Il n’y a pas la place pour les bons sentiments dans ce livre ; la « fraternité » ce n’est pas de l’eau de rose, même si elle naquit avec la chrétienté ! Debray l’explique bien : « La fraternité ce n’est pas aimez vous les uns les autres, mais combattez ensemble ! » !La fraternité est subversive, sympa non ? La fraternité révolutionnaire, cela m’amuse beaucoup. Un peu de poudre… de perlimpinpin dans un océan de bien-pensant, c’est ça la vraie fraternité !
Redevenons sérieux : on évoque souvent la liberté, l’égalité, mais rarement la fraternité. Debray nous rappelle que c’est Robespierre qui proposa en 1790 fraternité sur les frontons des drapeaux. La fraternité c’est aussi une sacralisation : » Là où il y a un nous, il y aune sacralité ; et là où le nous se disloque, le sacré s’estompe ». J’aime bien cette phrase qui est dans l’actualité. Le « je » se disloque sous nos yeux, regardez autour de vous. Egoïsme, égotisme, narcissisme, hyperbole de la grandeur, la magnificence du moi… regardez amis bloggeurs… tout ça fout le camp ! Les certitudes d’hier s’évaporent. L’heure est aux convictions à la solidarité active. Les temps du nous, du rassemblement, de la collectivité, du partage sont venus. Une certaine forme de fraternité à la fois pour s’aider, faire vivre son entreprise, la faire survivre même. Malheur à ceux qui vivent encore sur des schémas éculés… ils se préparent à des jours sinistres.
Les entreprises qui sacrifient leur personnel au profit de la rentabilité à court terme, seront dépourvues quand les beaux jours seront revenus. Des manageurs, tirent la sonnette d’alarme, qui s’en soucie ? Une de mes amies DRH m’expliquait récemment que sa fonction se réduisait (à son corps défendant) à compter les « sortants ». Drôle de métier quand même ! Sortir… peut-être mais au moins proprement.

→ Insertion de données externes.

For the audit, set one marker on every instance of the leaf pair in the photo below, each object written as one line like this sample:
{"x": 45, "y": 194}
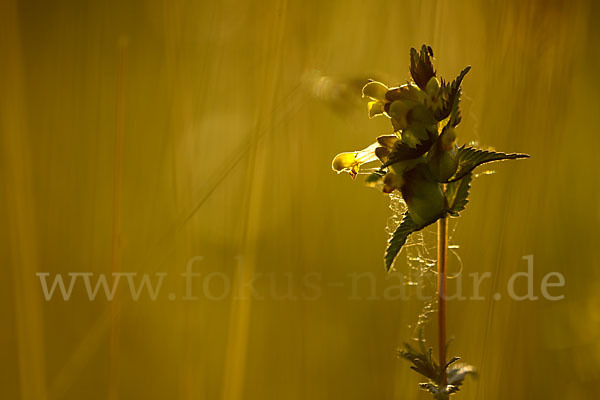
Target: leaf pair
{"x": 456, "y": 195}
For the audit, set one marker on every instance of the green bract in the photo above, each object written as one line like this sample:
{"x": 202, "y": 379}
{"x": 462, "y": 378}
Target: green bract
{"x": 420, "y": 157}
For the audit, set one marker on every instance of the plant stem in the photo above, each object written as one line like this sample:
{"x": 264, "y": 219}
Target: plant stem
{"x": 442, "y": 262}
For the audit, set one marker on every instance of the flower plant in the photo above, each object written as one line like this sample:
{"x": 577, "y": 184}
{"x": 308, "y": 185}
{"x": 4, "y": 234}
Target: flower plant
{"x": 420, "y": 159}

Des DRH essayent de sauver la casse, réfléchissent à cette réhabilitation du nous… pas facile… d’autant que des DRH voyous aux ordres, spécialistes des montages de dossiers, plus ou moins tordus, pour éjecter le personnel, de préférence féminin, c’est une aussi mode… comme toutes les modes souhaitons qu’elle passe… Un jour, je vous raconterai une histoire... patience...
Ne pensez pas que je m’éloigne du livre de Debray, l’auteur explique que la fraternité, ce n’est pas un passeport pour le bonheur ! L’économie individualiste ne peut pas tout, l’autre monde que l’on nous promet un jour accouchera dans la douleur… peut-être qu’il sera plus fraternel dans le sens sacré du terme ! Mais Debray nous met en garde, le monde, le nouveau monde dans lequel nous allons entrer sera « carnassier ». Il faut le savoir. Il faut le prévoir. Il faut s’y préparer. « Il y aura une heure de pleine fraternité, comme il y a une heure de plein midi (Victor Hugo) ». Debray nous invite juste à nous préparer à cette minute de fraternité…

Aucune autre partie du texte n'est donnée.